MED just completed the first TIF district for the Village of Maryville. Moran said that Maryville is a solid middle class community with a strong residential base but experiences extensive retail sales leakage.
“Two thirds of the money Maryville residents spend on retail purchases is spent outside the village,” Moran said. “As a result, they generate very little in sales tax revenue.”
The focus of the district is to try to stem that outgoing tide, Moran said, and the best place to do that is on a tract of land at the intersection of I-55/70 and
“It’s a very attractive location; it’s in a population hub; it has interstate access; and a high traffic count,” Moran said. “It has a lot of things going for it. But, it’s also undermined and, in order to attract development, that undermining has to be rectified. Other metro east cities have utilized the TIF program to address undermining issues and I think this property could very well do that with the right developer.”
Moran said that Maryville’s TIF district is already attracting developer attention as is another client, the Village of Cahokia. There, the village is using TIF funds to make major repairs to Cargill Rd. to accommodate developments by the Louis Dreyfus Group, a French global conglomerate that’s involved in agriculture, oil, energy and commodities; and the American Milling Group which supplies equipment and engineering solutions to agricultural industries.

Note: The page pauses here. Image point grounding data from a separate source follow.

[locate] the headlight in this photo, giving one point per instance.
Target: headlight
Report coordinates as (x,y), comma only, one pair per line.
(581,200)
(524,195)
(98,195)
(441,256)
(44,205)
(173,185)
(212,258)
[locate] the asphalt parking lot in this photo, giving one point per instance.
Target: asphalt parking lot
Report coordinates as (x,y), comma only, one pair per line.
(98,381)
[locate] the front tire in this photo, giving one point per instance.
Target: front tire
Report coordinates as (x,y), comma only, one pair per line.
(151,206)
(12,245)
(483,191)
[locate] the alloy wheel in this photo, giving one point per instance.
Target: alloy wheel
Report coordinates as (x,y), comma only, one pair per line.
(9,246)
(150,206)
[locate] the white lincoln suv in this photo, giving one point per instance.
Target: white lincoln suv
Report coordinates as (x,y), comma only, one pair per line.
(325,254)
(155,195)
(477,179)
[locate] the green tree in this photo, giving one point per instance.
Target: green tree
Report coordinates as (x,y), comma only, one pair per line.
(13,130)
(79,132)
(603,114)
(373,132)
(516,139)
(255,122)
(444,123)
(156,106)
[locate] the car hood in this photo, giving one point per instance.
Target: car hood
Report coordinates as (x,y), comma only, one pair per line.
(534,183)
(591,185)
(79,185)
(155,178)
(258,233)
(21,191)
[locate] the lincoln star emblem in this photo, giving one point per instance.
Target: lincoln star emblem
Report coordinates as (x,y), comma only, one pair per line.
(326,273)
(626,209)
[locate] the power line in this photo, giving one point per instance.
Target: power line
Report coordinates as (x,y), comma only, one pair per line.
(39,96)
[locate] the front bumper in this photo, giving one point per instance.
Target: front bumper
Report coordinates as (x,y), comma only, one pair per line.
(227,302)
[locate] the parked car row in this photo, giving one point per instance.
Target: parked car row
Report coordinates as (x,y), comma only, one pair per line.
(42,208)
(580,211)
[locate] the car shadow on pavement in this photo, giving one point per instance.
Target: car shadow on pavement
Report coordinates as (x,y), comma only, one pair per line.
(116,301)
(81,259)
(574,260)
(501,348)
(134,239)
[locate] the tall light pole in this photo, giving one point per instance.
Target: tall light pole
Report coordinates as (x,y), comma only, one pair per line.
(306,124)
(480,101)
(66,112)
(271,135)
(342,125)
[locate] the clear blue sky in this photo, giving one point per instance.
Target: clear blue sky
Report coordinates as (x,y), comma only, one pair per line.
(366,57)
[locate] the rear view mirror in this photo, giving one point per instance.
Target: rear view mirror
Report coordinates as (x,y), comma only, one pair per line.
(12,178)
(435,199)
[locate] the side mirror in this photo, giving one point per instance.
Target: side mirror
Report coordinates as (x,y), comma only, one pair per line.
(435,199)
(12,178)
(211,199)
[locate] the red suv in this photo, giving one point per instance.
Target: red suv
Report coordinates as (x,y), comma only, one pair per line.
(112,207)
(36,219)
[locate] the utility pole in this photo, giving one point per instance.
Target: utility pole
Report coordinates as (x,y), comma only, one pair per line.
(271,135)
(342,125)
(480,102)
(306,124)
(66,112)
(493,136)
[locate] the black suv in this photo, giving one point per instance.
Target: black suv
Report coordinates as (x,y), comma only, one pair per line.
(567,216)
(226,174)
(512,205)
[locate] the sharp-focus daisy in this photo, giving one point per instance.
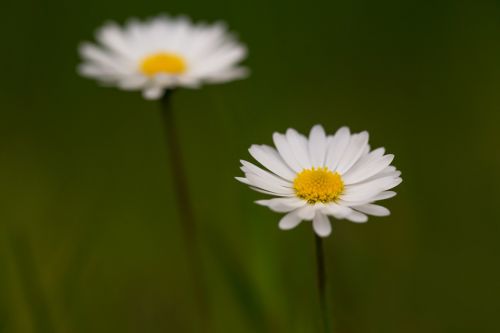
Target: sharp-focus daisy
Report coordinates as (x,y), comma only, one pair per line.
(162,53)
(321,176)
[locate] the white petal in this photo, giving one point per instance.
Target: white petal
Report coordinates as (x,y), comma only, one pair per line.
(322,225)
(289,221)
(268,185)
(366,168)
(282,205)
(336,147)
(271,193)
(152,93)
(243,180)
(357,217)
(249,167)
(384,195)
(286,152)
(336,210)
(374,210)
(307,212)
(353,152)
(298,144)
(317,146)
(366,190)
(271,159)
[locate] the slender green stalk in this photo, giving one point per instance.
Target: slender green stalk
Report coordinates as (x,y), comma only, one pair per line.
(186,215)
(321,275)
(30,280)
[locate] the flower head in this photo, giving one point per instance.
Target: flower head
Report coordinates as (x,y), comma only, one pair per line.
(321,176)
(162,53)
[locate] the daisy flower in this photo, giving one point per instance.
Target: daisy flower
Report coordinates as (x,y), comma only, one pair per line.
(162,53)
(321,176)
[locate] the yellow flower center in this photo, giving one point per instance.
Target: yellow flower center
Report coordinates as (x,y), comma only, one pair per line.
(318,185)
(163,62)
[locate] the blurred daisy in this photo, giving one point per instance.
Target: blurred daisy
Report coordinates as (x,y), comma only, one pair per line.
(162,53)
(321,176)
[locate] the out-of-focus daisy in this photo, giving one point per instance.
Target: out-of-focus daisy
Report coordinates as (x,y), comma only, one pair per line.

“Between those two developments, we’re talking more than 100 full-time jobs,” Moran said.
There’s also developer interest in the former Parks College property that has been vacant since St. Louis University closed it and moved its aviation school to its St. Louis campus in the 1990s.

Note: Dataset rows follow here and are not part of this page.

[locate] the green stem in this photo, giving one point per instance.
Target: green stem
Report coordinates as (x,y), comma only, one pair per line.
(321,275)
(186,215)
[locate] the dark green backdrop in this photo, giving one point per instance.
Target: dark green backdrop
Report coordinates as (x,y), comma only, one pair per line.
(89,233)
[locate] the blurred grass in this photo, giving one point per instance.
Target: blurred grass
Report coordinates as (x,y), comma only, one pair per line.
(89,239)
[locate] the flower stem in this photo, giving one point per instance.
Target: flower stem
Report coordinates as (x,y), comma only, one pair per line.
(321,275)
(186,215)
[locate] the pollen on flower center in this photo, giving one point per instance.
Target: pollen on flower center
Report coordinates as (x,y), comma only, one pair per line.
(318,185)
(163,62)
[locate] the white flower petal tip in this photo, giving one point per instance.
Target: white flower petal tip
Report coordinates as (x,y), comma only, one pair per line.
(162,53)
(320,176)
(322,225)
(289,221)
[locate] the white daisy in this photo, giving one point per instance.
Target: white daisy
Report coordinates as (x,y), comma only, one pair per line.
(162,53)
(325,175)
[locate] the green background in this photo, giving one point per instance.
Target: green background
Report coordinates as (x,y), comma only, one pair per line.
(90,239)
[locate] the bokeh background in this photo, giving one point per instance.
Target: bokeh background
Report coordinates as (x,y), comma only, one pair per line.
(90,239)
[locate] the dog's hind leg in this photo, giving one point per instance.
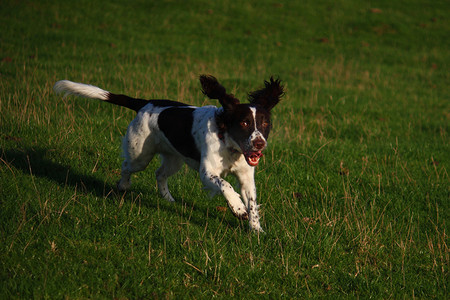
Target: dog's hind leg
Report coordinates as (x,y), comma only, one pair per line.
(138,151)
(170,164)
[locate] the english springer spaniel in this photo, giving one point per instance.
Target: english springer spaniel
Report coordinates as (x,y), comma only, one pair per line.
(214,141)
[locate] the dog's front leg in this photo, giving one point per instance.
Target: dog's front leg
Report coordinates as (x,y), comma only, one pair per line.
(248,191)
(213,182)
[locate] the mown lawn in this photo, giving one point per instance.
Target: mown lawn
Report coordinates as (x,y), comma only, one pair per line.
(354,186)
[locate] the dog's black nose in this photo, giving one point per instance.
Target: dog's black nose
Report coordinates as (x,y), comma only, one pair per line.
(259,144)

“There are some things on the horizon at Parks College that are going to surprise a lot of folks in Southwestern Illinois,” Moran said.
He’s also working on a new TIF District in Cahokia consisting of the former Bob Brockland GMC property at the intersection of Camp Jackson Rd. and I-255. Brockland closed its doors in Cahokia last year and moved to a site in Columbia, Ill. That left a big hole in the sales tax revenue of the village but, through the use of TIF, they were able to attract Vanguard Truck Centers to the property. Vanguard Truck Centers sells and services Volvo, Mack and Isuzu trucks at 12 locations spread over 4 states. They will be moving their St. Louis operations from the corner of Chouteau and Jefferson in St. Louis to the Cahokia site.

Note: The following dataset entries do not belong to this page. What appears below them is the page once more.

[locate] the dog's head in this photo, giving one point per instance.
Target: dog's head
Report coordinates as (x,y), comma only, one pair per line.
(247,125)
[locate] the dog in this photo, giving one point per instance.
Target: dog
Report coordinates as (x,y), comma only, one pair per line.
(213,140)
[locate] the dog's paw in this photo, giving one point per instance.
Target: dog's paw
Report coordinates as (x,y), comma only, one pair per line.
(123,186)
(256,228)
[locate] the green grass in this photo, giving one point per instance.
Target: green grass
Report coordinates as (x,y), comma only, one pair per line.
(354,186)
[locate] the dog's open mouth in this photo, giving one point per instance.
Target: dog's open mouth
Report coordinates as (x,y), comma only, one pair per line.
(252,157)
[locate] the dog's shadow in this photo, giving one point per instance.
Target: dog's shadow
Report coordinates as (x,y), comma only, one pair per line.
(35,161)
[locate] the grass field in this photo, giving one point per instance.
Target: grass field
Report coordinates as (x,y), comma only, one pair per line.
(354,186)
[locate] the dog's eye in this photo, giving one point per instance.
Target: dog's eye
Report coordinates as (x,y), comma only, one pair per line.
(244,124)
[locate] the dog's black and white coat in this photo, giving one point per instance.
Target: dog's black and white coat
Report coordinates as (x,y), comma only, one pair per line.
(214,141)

“This is going to be a huge boost for the village,” Moran said. “There are 70 jobs associated with it in addition to substantial sales tax revenues that will help fill the void left by the departure of Brockland GMC.”
While TIF is a very useful tool in many instances, it’s not the only one available to Illinois municipalities, according to Moran. Last year he assisted the villages of Hamel to establish a business district to fund the extension of utilities to service a new Love’s Travel Stop along I-55--something the village could never afford to do on its own, Moran said.
And MED was called in by multiple municipalities to prepare applications for enterprise zones. One of the zones was in Clinton County and two were in Madison and St. Clair Counties. He prepared an application for a new zone that will include the municipalities of Highland, St. Jacob, Troy, Maryville, Glen Carbon, and Collinsville and another one for Fairmont City, Brooklyn and Caseyville. Moran said that the Illinois Dept. of Commerce and Economic Opportunity is expected to award the zones in September and the winners will become operational January 1, 2016.